As with the past several offseasons, there’s been plenty of speculation and reporting about the Marlins’ willingness to deal from their starting rotation. Chatter surrounding the possibility of Miami dealing a starter didn’t bring about a high-profile trade two winters ago — Miami did deal Zach Thompson to the Pirates as part of the Jacob Stallings deal — but last offseason saw the Fish ship righty Pablo Lopez to Minnesota alongside prospects Jose Salas and Byron Chourio in a deal that brought Luis Arraez to Miami. Talk this offseason has centered primarily around lefty Jesus Luzardo and righty Edward Cabrera, but Ken Rosenthal of The Athletic writes that a trade involving Luzardo is “less likely” than a trade of the younger Cabrera. MLB.com’s Mark Feinsand wrote late last week that the Marlins have been open to discussing both in trades.
While Cabrera has more club control remaining — five years, compared to Luzardo’s three — he’s also the less-established arm of the two, so it makes sense that the Marlins would be a bit more reluctant to part with the more experienced Luzardo.
Cabrera, who’ll turn 26 in April, has already spent parts of three seasons in the big leagues. After getting roughed up as a rookie, the former top prospect has made strides in the past two seasons, logging a combined 3.73 ERA with a sharp 26.6% strikeout rate. He throws hard (96.2 mph average fastball), has generally been good at keeping the ball in the yard (1.10 HR/9) and boasts a strong 50.6% ground-ball rate. However, Cabrera has also walked far too many opponents, issuing free passes to 13.7% of batters faced.
That lack of command has at times prevented him from working deep into games. While some of his short starts have been attributable to the Marlins monitoring his workload as he’s worked through a shoulder impingement and elbow inflammation, Cabrera’s average of 4 2/3 innings per start to this point in his career is quite brief, even by today’s standards. Cabrera worked a career-high eight shutout innings against the A’s in August of 2022, but that was one of just two career outings where he’s recorded an out beyond the sixth inning (the other was in his MLB debut a year prior).

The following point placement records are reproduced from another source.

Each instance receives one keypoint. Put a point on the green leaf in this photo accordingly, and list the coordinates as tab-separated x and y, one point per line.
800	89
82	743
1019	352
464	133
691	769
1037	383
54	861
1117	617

Clearly, there are still some final steps to take in Cabrera’s development, but his body of work over the past two years offers plenty of reason for optimism. Couple that with club control that stretches through the 2028 season — he’ll likely be arbitration-eligible four times as a Super Two player — and Cabrera should appeal to plenty of pitching-hungry clubs, even if he’s the less-established of Miami’s two “available” starters.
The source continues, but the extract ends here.